По узкой тропинке, вдоль реки, не шли, а бежали они в село.
— Ой, не беги так быстро, Миша, ноги мои подкашиваются! — просила Елизариха.
— Быстрее надо, тетя Маруся, быстрее! — просил Михаил.
— Чует беду. Ой, горе, горе! — повторяла она и прибавляла ходу. У дверей квартиры, где оставил Михаил Сашу, стоял часовой. Штыком остановив запыхавшихся Елизариху и мальчишку, он с кривой улыбкой пояснил:
— Туда невозможно, там комендант с молодой куркой.
В оскале кривых зубов румына Михаилу виделась жуткая гримаса черта. В этот момент за дверями послышались возня и пронзительный вскрик. Михаил рванулся к двери, но в грудь ему уперся штык.
— Все, — смеялся румын, — молодая курка готова!
— Пойдем, Миша, пойдем, поздно, не успели…
Подошли соседи и помогли отвести его к Елизарихе. Он пытался вырваться, угрожал румынам, но платком ему закрыли рот. Перестали солдаты водить под дулами винтовок все новых и новых женщин коменданту, ему понравилась Александра. Взял он ее в свой особняк и никуда не выпускал, а Михаил остался один. Когда у односельчан уже нечем было поделиться, посоветовали Михаилу добраться до хуторов, выменять что-нибудь из продуктов на оставшиеся вещи. На редкость теплым и солнечным стоял октябрь. Еще не падала в горах листва. То справа, то слева от тропинки виднелись кизиловые рощи с побуревшей листвой. Кизил перезрел и усыпал землю крупными сладкими ягодами. Он то и дело сворачивал на полянку, собирая рубиновые россыпи, а тропинка шла вверх, вниз, вверх, вниз — вот и айвовая роща. В лесу от зрелой айвы, кислиц и груш стоял такой запах, что кружило голову.

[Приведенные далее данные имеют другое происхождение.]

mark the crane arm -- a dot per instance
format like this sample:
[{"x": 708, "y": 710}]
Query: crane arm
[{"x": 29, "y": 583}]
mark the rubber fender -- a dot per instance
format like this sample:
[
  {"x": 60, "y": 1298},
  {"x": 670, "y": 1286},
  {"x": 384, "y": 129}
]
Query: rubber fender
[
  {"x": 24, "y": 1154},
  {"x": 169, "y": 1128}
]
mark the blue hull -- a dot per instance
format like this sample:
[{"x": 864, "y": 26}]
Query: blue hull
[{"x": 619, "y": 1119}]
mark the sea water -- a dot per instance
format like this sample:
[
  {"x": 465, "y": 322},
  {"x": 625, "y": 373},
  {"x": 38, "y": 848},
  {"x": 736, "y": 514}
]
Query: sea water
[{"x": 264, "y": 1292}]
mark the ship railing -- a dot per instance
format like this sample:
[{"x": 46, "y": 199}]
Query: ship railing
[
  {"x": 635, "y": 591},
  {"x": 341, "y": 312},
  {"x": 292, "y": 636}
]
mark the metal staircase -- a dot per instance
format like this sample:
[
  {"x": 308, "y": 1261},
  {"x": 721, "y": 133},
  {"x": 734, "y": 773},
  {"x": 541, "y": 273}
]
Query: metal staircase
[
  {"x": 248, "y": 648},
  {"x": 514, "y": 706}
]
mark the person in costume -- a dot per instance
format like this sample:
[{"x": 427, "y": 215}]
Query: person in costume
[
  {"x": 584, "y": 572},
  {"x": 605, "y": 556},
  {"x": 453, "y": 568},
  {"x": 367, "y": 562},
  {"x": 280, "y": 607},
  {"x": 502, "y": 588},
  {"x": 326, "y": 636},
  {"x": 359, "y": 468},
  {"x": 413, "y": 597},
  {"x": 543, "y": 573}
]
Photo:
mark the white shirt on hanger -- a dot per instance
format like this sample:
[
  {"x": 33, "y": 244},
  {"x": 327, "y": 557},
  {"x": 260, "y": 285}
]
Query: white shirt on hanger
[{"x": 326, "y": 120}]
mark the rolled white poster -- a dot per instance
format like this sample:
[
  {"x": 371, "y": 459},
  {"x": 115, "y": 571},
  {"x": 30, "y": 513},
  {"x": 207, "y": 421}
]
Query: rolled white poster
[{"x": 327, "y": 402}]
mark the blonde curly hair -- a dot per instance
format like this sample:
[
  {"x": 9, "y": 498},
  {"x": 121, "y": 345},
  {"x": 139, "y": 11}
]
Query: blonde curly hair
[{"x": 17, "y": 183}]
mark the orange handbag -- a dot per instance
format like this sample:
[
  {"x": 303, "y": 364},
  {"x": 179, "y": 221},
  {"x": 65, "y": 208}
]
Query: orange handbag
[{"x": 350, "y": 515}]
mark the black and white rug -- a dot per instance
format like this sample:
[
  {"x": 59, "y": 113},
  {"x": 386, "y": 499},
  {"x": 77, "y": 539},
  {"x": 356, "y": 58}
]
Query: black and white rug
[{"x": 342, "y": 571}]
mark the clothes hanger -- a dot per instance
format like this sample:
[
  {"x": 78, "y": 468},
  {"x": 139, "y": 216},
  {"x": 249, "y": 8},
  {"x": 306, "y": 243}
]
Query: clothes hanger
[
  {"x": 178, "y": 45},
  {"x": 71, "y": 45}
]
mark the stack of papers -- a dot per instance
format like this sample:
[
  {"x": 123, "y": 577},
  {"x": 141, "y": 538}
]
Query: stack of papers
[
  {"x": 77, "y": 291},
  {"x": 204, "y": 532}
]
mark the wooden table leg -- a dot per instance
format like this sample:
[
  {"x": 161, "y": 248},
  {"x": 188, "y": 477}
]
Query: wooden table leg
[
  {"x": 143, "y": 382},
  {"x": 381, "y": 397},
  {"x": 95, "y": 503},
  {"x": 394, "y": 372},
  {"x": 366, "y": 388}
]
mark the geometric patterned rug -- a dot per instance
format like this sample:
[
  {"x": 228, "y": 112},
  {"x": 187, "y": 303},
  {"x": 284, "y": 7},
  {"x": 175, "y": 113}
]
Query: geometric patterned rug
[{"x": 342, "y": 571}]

Не было войны, не было бы горя, и все это несметное богатство леса собрали бы люди… Но не пускали румыны народ, пугая партизанами, а где они, партизаны? Михаил чутко прислушивался к лесной тишине, то карабкаясь по тропе вверх, то стремительно сбегая с горы вниз.
— Стой, хлопец! — как выстрел, прозвучал хрипловатый голос за спиной. Михаил мгновенно повернул голову и заметил, как в него целится из винтовки заросший, в румынской шинели человек. — Что несешь? — спросил, надвигаясь. Ничего хорошего не обещали лихорадочно светящиеся глаза. Мурашки под кожей побежали, но Михаил держался смело и спокойно. Сняв мешок с плеч, он развязал его, и золотом в солнечных лучах вспыхнул медный самовар.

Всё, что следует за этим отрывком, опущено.